Different Results from Data Guard’s Show Configuration Command

cat_lion_mirror
Recently I built a Data Guard environment on two Exadatas with three RAC databases and did a lot of tests. The Show Configuration is probably the most frequent command I used in DG Broker.
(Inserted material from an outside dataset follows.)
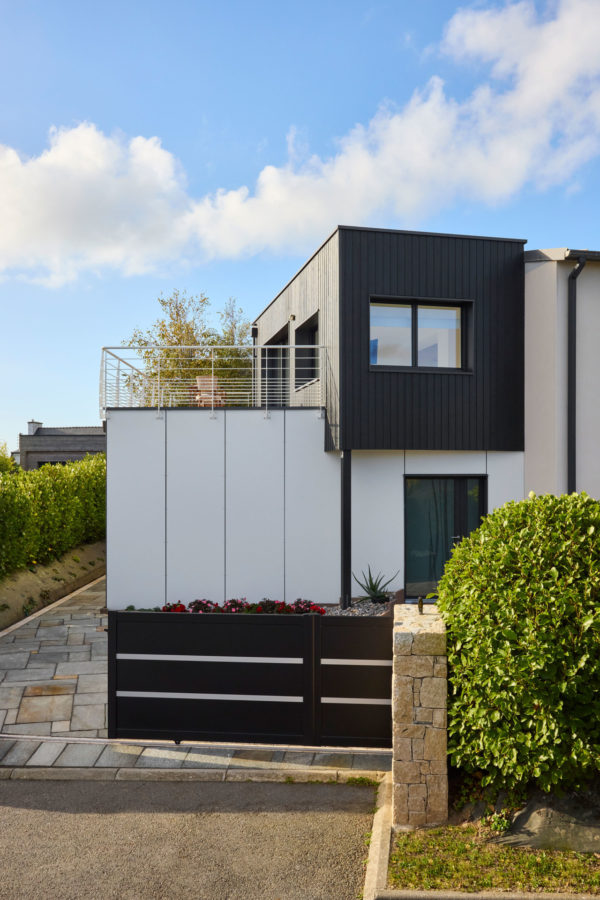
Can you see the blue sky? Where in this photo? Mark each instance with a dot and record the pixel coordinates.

When running show configuration from dgmgrl, we usually see the same result no matter where the command is executed, primary or any standby databases. During one switchover test, I run into a weird situation. The show configuration command can return me three different results from one primary database and two standby databases, just like above the image above (cat changes into a lion from the mirror). Here are the result:

Primary Database (wzxdb)

DGMGRL> show configuration
Configuration - DG_Config

  Protection Mode: MaxPerformance
  Databases:
	wzxdb - Primary database
	wzsdb - Physical standby database
	  Error: ORA-16664: unable to receive the result from a database

	wzpdb - Physical standby database

Fast-Start Failover: DISABLED

Configuration Status:
ERROR 

Checked the DG Broker log at /u01/app/oracle/diag/rdbms/wzxdb/wzkdb1/trace/drcwzkdb1.log, it has something below

07/16/2014 09:30:20
Site wzsdb returned ORA-16664.
Data Guard Broker Status Summary:
  Type                        Name              Severity  Status
  Configuration               DG_Config         Warning  ORA-16607
  Primary Database            wzxdb             Success  ORA-00000
  Physical Standby Database   wzsdb               Error  ORA-16664
  Physical Standby Database   wzpdb             Success  ORA-00000

Let’s continue to check status for the standby databases.
1st Standby Database, wzpdb

DGMGRL> show configuration
Configuration - DG_Config

  Protection Mode: MaxPerformance
  Databases:
	wzxdb - Primary database
	wzsdb - Physical standby database
	wzpdb - Physical standby database

Fast-Start Failover: DISABLED

Configuration Status:
SUCCESS

2nd Standby Database, wzsdb

DGMGRL> show configuration
Configuration - DG_Config

  Protection Mode: MaxPerformance
  Databases:
	wzxdb - Primary database
	wzsdb - Physical standby database
	wzpdb - Physical standby database

Fast-Start Failover: DISABLED

Configuration Status:
ORA-16501: the Data Guard broker operation failed
ORA-16625: cannot reach database "wzxdb"
DGM-17017: unable to determine configuration status	

The first thing I checked whether Data Guard replication was still working or not. Did a few switch logfile from primary and can see the logs were replicated to two standby databases. Verified data guard related parameters, tnsnames and listener entries in all databases. Found no issue there. At this moment, I narrowed down the issue to DG Broker and suspect it could relate to DG Broker configuration. After a few tries, I found a solution to fix this issue.
1. On primary db (wzxdb), remove the database wzsdb from DG Broker configuration, then add it back.
2. On standby db (wzsdb), bounce the database.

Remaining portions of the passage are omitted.